Au lendemain d’une mobilisation massive contre le projet de réforme des retraites, qui a vu au moins 800 000 personnes dans les rues de France le 5 décembre (1,5 million selon la CGT), le premier ministre a annoncé, vendredi, qu’il dévoilerait l’intégralité du projet du gouvernement mercredi 11 décembre à midi. Le chef du gouvernement a affirmé sa « ferme » volonté de mener cette réforme, mais « sans brutalité ». « Ma logique ne sera jamais celle de la confrontation », a-t-il assuré dans une allocution en direct de Matignon.
De son côté, l’intersyndicale – Confédération générale du travail (CGT), Force ouvrière (FO), Solidaires, Fédération syndicale unitaire (FSU) et trois organisations de jeunesse –, réunie vendredi matin au siège de FO, a appelé à une nouvelle journée de grève et de manifestations mardi 10 décembre. La Confédération française de l’encadrement-Confédération générale des cadres (CFE-CGC) préfère, elle, attendre les annonces du gouvernement.
Les transports toujours très perturbés
Vendredi, les transports restaient très perturbés. A la SNCF, 90 % des TGV et 70 % des TER ont été annulés.

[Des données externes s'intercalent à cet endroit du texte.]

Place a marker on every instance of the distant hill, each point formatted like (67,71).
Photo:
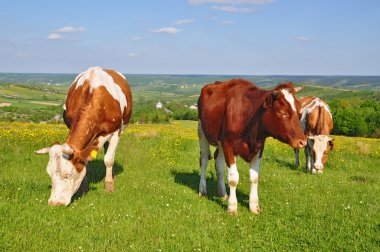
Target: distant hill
(351,82)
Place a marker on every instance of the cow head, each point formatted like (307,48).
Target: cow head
(321,144)
(66,171)
(281,116)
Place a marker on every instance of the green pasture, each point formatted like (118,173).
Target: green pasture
(156,206)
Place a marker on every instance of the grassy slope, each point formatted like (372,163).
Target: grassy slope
(156,204)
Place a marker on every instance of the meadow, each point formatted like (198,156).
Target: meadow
(156,206)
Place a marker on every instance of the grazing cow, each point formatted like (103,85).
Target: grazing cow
(98,107)
(316,120)
(237,117)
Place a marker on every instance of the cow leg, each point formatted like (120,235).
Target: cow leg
(254,171)
(205,155)
(297,155)
(233,180)
(109,159)
(308,153)
(219,167)
(233,177)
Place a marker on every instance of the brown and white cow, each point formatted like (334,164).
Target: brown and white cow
(98,107)
(316,120)
(237,117)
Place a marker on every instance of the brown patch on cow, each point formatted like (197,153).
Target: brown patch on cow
(240,116)
(93,114)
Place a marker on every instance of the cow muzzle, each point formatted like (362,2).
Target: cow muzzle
(302,143)
(318,168)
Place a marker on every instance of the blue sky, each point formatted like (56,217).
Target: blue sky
(258,37)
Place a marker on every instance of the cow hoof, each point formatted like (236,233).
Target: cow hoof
(255,209)
(232,208)
(225,197)
(232,211)
(202,192)
(109,186)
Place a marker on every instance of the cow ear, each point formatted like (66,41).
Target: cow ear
(331,144)
(298,89)
(268,101)
(43,151)
(66,149)
(89,153)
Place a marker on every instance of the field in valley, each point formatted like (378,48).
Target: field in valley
(156,206)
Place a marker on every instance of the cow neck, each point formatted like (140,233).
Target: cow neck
(83,131)
(321,127)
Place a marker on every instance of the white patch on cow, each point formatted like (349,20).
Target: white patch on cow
(233,180)
(205,153)
(312,105)
(289,97)
(254,171)
(98,77)
(219,166)
(65,178)
(319,146)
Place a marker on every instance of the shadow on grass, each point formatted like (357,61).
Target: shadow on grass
(96,172)
(191,180)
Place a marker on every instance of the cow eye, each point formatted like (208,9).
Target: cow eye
(283,115)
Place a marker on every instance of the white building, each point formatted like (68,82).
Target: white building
(158,105)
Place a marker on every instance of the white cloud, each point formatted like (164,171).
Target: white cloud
(71,29)
(198,2)
(232,9)
(227,22)
(171,30)
(184,21)
(55,36)
(304,39)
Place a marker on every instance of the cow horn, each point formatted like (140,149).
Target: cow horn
(66,149)
(297,89)
(275,94)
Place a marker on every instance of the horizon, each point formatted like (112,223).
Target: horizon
(205,74)
(209,37)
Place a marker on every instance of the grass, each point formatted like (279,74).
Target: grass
(156,206)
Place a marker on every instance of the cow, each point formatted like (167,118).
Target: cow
(236,116)
(97,109)
(316,121)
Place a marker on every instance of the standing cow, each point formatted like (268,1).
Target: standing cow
(98,107)
(316,120)
(237,117)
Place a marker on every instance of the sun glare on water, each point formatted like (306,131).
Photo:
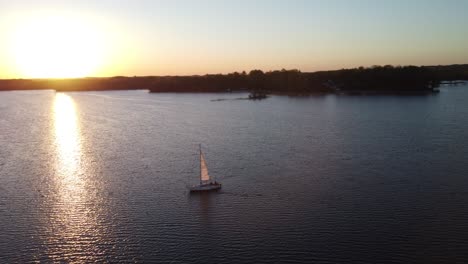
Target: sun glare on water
(56,46)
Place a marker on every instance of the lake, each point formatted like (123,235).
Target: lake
(103,176)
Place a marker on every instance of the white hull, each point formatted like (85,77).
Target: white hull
(205,187)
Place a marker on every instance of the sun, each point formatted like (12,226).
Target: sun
(56,46)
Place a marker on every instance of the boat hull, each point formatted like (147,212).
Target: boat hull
(205,188)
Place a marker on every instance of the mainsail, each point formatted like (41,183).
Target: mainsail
(204,176)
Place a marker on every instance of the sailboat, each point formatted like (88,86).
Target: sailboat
(206,183)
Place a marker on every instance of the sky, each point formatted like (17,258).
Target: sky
(110,38)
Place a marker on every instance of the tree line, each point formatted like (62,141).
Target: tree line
(371,79)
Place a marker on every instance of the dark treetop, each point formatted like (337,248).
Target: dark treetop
(376,79)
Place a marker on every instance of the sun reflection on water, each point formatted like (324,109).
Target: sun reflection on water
(73,226)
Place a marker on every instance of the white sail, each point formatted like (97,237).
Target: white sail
(204,176)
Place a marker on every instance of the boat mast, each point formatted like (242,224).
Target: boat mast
(199,145)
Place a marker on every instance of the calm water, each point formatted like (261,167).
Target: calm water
(102,176)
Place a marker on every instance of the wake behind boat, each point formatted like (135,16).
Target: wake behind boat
(206,183)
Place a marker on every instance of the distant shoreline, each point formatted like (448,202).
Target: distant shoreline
(358,81)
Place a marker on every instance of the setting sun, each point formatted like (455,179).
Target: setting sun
(56,46)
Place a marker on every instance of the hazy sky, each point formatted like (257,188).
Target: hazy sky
(197,37)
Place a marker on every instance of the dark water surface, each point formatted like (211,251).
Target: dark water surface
(102,176)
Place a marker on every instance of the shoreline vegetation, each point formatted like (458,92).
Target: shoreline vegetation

Le taux de grévistes mesuré vendredi au sein de la compagnie ferroviaire est de 31,8 % en moyenne, en recul par rapport à jeudi (55,6 %), avec toutefois une mobilisation plus prononcée des conducteurs (87,2 % en grève vendredi) et des contrôleurs (80 %), selon la direction du groupe.
A la RATP, la reconduction du mouvement a été votée jusqu’à lundi, et neuf lignes de métro restaient fermées, même si une légère amélioration était constatée par rapport à la veille.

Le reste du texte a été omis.